# There are 7 children in a classroom. In how many ways can they line up for recess?

Dec 21, 2014

7! = 7*6*5*4*3*2*1 = 5040.

This particular problem is a permutation. Recall, the difference between permutations and combinations is that, with permutations, order matters. Given that the question asks how many ways the students can line up for recess (i.e. how many different orders), this is a permutation.

Imagine for the moment that we were filling only two positions, position 1 and position 2. In order to differentiate between our students, because order matters, we will assign each a letter from A to G. Now, if we are filling these positions one at a time, we have seven options to fill the first position: A, B, C, D, E, F, and G. However, once that position is filled, we have only six options for the second, because one of the students has already been positioned.

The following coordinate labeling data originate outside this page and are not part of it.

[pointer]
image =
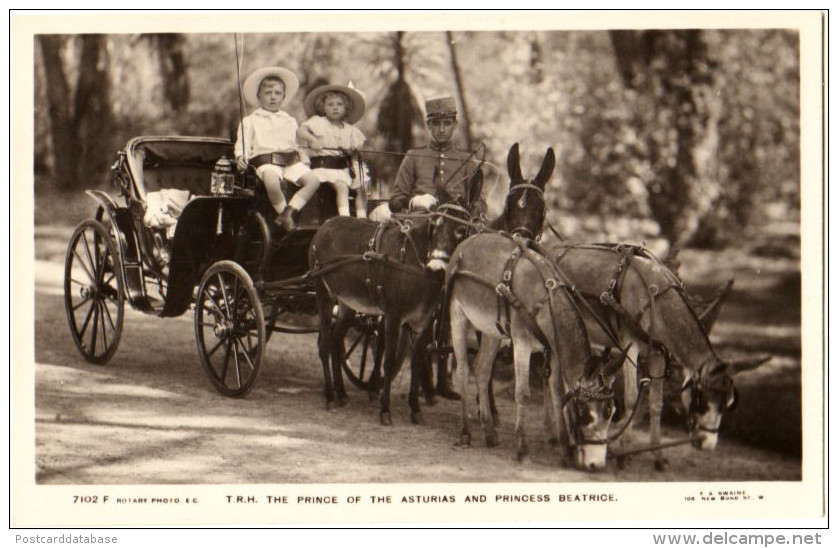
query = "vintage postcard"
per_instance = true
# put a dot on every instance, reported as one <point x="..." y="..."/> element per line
<point x="433" y="267"/>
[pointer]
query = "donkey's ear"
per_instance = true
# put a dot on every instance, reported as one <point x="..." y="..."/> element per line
<point x="613" y="363"/>
<point x="513" y="163"/>
<point x="475" y="188"/>
<point x="546" y="170"/>
<point x="443" y="197"/>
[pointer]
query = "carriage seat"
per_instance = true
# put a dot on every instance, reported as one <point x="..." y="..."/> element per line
<point x="179" y="165"/>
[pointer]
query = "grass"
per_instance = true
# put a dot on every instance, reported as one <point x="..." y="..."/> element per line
<point x="762" y="315"/>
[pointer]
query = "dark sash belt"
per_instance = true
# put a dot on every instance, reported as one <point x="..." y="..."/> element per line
<point x="328" y="162"/>
<point x="281" y="159"/>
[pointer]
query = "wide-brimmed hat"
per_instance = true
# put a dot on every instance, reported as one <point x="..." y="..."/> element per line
<point x="250" y="88"/>
<point x="441" y="107"/>
<point x="354" y="94"/>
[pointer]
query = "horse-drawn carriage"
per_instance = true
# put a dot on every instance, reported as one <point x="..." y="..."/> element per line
<point x="191" y="233"/>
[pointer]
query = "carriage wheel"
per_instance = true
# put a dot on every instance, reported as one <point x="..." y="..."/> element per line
<point x="364" y="344"/>
<point x="93" y="292"/>
<point x="229" y="328"/>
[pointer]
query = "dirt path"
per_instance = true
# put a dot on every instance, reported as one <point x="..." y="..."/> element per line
<point x="151" y="417"/>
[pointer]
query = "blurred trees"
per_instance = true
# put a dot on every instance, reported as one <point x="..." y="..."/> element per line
<point x="690" y="130"/>
<point x="676" y="114"/>
<point x="79" y="109"/>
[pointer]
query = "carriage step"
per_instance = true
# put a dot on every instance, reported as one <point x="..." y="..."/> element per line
<point x="148" y="304"/>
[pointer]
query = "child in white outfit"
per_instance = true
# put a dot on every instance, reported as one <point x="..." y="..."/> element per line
<point x="329" y="132"/>
<point x="267" y="140"/>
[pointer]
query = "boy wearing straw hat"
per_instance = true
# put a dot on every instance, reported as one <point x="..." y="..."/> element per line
<point x="267" y="140"/>
<point x="332" y="109"/>
<point x="424" y="171"/>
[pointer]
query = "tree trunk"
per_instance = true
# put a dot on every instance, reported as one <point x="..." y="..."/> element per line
<point x="93" y="120"/>
<point x="395" y="118"/>
<point x="81" y="136"/>
<point x="64" y="143"/>
<point x="455" y="68"/>
<point x="173" y="70"/>
<point x="677" y="115"/>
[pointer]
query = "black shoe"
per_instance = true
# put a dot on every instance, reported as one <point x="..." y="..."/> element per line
<point x="288" y="218"/>
<point x="278" y="231"/>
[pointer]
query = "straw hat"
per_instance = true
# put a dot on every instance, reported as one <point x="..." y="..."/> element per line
<point x="252" y="82"/>
<point x="354" y="94"/>
<point x="441" y="107"/>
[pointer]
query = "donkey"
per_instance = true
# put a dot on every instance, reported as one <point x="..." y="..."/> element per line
<point x="499" y="285"/>
<point x="632" y="298"/>
<point x="393" y="269"/>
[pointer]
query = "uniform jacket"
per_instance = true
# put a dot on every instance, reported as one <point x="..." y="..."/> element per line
<point x="425" y="170"/>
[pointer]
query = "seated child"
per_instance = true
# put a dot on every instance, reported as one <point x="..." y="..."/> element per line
<point x="332" y="110"/>
<point x="267" y="140"/>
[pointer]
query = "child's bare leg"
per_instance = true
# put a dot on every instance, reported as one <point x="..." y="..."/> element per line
<point x="341" y="197"/>
<point x="272" y="180"/>
<point x="360" y="205"/>
<point x="309" y="183"/>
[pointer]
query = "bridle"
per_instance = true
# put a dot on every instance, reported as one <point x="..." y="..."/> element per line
<point x="574" y="399"/>
<point x="718" y="386"/>
<point x="524" y="186"/>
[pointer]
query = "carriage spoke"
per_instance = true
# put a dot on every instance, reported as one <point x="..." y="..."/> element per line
<point x="104" y="330"/>
<point x="238" y="365"/>
<point x="90" y="260"/>
<point x="86" y="321"/>
<point x="215" y="348"/>
<point x="245" y="353"/>
<point x="100" y="268"/>
<point x="94" y="332"/>
<point x="85" y="300"/>
<point x="226" y="363"/>
<point x="84" y="266"/>
<point x="214" y="305"/>
<point x="108" y="313"/>
<point x="236" y="298"/>
<point x="224" y="294"/>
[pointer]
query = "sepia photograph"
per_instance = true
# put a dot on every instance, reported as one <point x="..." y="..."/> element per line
<point x="366" y="267"/>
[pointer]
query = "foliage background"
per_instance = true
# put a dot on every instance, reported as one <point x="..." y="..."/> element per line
<point x="622" y="142"/>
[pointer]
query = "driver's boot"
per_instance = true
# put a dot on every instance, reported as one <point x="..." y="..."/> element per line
<point x="287" y="220"/>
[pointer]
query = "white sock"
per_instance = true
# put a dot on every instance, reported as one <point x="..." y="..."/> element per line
<point x="297" y="202"/>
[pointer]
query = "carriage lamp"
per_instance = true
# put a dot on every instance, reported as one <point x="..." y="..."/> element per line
<point x="223" y="177"/>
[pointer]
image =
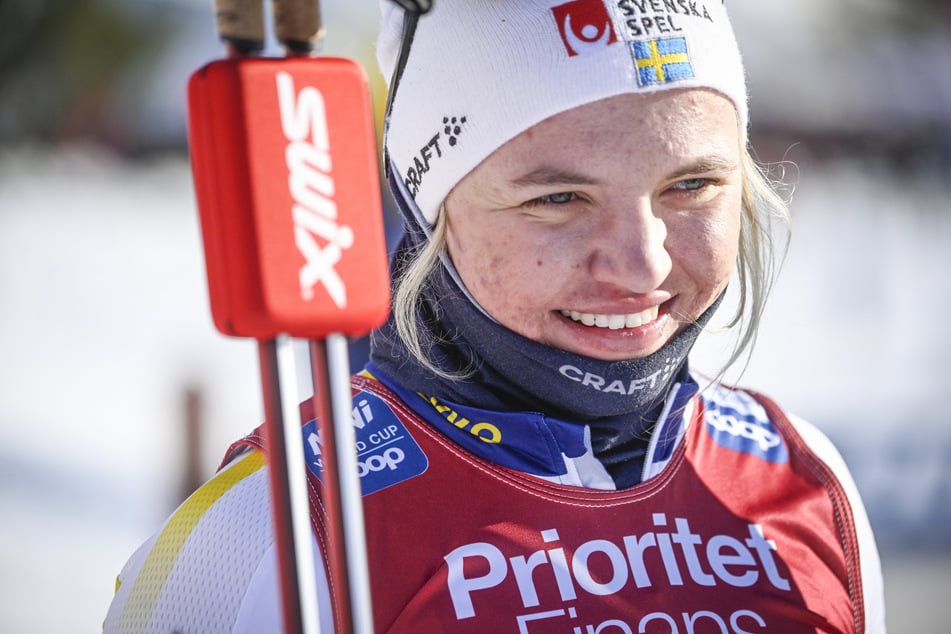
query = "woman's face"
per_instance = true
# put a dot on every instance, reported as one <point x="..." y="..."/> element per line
<point x="606" y="228"/>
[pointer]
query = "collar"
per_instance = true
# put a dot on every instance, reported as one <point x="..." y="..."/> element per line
<point x="544" y="446"/>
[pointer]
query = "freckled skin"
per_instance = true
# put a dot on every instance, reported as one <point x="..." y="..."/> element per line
<point x="630" y="202"/>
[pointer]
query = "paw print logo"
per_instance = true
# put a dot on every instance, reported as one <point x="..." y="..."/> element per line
<point x="453" y="128"/>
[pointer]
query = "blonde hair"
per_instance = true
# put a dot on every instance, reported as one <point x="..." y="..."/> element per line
<point x="758" y="262"/>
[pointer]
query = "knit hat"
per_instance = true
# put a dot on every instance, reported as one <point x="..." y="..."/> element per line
<point x="480" y="72"/>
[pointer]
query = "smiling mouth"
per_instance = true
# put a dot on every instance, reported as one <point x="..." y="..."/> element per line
<point x="613" y="322"/>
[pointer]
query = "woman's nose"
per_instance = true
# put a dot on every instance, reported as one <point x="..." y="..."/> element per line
<point x="628" y="248"/>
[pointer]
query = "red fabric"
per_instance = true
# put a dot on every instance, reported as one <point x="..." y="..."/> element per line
<point x="721" y="541"/>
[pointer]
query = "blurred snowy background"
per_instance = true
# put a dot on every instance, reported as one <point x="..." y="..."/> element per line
<point x="105" y="336"/>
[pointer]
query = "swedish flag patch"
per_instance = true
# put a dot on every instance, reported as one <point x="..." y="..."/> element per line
<point x="662" y="61"/>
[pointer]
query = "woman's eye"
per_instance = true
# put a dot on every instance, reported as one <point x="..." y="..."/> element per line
<point x="557" y="199"/>
<point x="691" y="184"/>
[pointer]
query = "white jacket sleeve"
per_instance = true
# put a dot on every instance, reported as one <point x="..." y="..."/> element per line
<point x="212" y="567"/>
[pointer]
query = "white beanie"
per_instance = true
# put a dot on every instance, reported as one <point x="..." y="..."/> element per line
<point x="480" y="72"/>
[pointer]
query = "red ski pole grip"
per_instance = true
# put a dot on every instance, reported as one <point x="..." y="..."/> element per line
<point x="286" y="177"/>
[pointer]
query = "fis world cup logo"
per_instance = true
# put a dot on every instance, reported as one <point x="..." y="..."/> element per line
<point x="584" y="26"/>
<point x="304" y="122"/>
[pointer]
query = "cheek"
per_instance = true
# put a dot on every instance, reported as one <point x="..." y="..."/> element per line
<point x="709" y="250"/>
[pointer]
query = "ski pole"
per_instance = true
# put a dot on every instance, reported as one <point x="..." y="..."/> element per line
<point x="284" y="163"/>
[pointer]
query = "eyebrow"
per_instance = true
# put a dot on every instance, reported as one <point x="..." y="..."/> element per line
<point x="552" y="176"/>
<point x="704" y="164"/>
<point x="546" y="175"/>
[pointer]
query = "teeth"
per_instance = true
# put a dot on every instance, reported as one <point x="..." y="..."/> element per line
<point x="613" y="322"/>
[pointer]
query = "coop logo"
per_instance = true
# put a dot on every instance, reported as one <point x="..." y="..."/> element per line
<point x="584" y="26"/>
<point x="745" y="433"/>
<point x="386" y="453"/>
<point x="304" y="123"/>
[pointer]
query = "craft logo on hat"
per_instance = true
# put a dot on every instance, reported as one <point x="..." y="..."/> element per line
<point x="662" y="61"/>
<point x="584" y="26"/>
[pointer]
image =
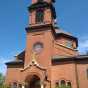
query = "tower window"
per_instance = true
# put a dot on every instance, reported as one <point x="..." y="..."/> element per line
<point x="39" y="15"/>
<point x="69" y="44"/>
<point x="87" y="73"/>
<point x="63" y="84"/>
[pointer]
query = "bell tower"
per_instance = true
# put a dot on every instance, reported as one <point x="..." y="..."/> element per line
<point x="41" y="12"/>
<point x="39" y="31"/>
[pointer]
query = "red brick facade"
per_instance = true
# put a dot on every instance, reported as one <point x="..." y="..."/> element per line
<point x="50" y="57"/>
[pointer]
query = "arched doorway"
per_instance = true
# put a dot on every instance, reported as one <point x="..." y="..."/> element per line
<point x="33" y="82"/>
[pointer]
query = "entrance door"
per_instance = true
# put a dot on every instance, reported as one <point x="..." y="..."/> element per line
<point x="34" y="82"/>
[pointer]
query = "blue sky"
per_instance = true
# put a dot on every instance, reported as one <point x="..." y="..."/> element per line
<point x="72" y="16"/>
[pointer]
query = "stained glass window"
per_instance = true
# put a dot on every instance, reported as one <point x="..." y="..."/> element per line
<point x="39" y="15"/>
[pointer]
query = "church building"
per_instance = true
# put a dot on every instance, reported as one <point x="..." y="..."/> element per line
<point x="51" y="58"/>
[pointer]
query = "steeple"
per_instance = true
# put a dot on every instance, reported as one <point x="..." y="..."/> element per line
<point x="41" y="12"/>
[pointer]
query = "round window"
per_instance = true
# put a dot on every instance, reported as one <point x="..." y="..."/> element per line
<point x="37" y="47"/>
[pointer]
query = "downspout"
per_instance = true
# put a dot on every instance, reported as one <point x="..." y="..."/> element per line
<point x="76" y="73"/>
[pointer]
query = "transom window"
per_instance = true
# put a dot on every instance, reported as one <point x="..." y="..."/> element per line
<point x="39" y="15"/>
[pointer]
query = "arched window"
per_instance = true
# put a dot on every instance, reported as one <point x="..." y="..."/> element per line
<point x="87" y="73"/>
<point x="57" y="85"/>
<point x="69" y="85"/>
<point x="39" y="15"/>
<point x="63" y="84"/>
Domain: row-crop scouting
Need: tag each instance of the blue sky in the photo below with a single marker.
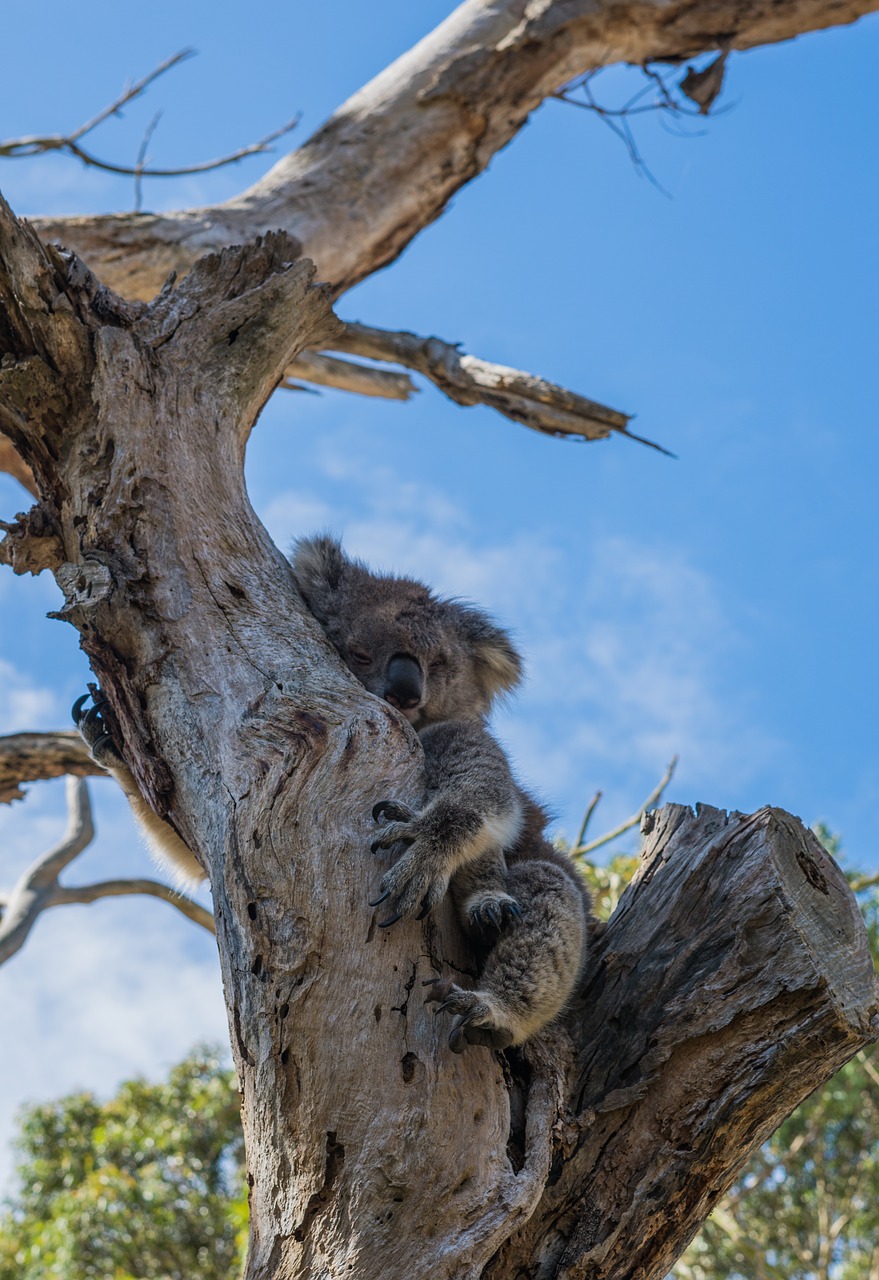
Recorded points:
(720, 606)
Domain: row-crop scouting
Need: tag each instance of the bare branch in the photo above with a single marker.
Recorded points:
(39, 888)
(535, 402)
(348, 376)
(124, 887)
(388, 161)
(580, 850)
(17, 149)
(37, 757)
(35, 888)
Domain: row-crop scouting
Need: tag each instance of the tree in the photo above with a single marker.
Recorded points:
(147, 1184)
(720, 993)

As an example, suppose A is in position 1. Then our possible orders for our two positions are AB (i.e. A in position 1 and B in position 2), AC, AD, AE, AF, AG. However...this does not account for all of the possible orders here, as there are 7 options for the first position. Thus, if B were in position 1, we would have as possibilities BA, BC, BD, BE, BF, and BG. Thus we multiply our numbers of options together: $7 \cdot 6 = 42$

Looking back at the initial problem, there are 7 students who can be placed in position 1 (again, assuming that we fill positions 1 through 7 in order). Once position 1 is filled, 6 students can be placed in position 2. With positions 1 and 2 filled, 5 can be placed in position 3, et cetera, up until only one student may be placed in the last position. Thus, multiplying our numbers of options together, we get $7 \cdot 6 \cdot 5 \cdot 4 \cdot 3 \cdot 2 \cdot 1 = 5040$.

For a more general formula to find the number of permutations of $n$ objects taken $r$ at a time, without replacement (i.e., the student in position 1 doesn't return to the waiting area and become an option for position 2), we tend to use the formula:

Number of permutations = $\text{n!"/"(n-r)!}$.

with $n$ the number of objects, $r$ the number of positions to be filled, and ! the symbol for the factorial, an operation which acts on a non-negative integer $a$ such that a! = $a \times \left(a - 1\right) \times \left(a - 2\right) \times \left(a - 3\right) \times \ldots \times \left(1\right)$

Thus, using our formula with the original problem, where we have 7 students taken 7 at a time (e.g. we wish to fill 7 positions), we have
"7!"/"(7-7)!" = (7*6*5*4*3*2*1)/(0!) = (7*6*5*4*3*2*1)/1 = 7!

It might seem counter-intuitive that 0! = 1; however, this is indeed the case.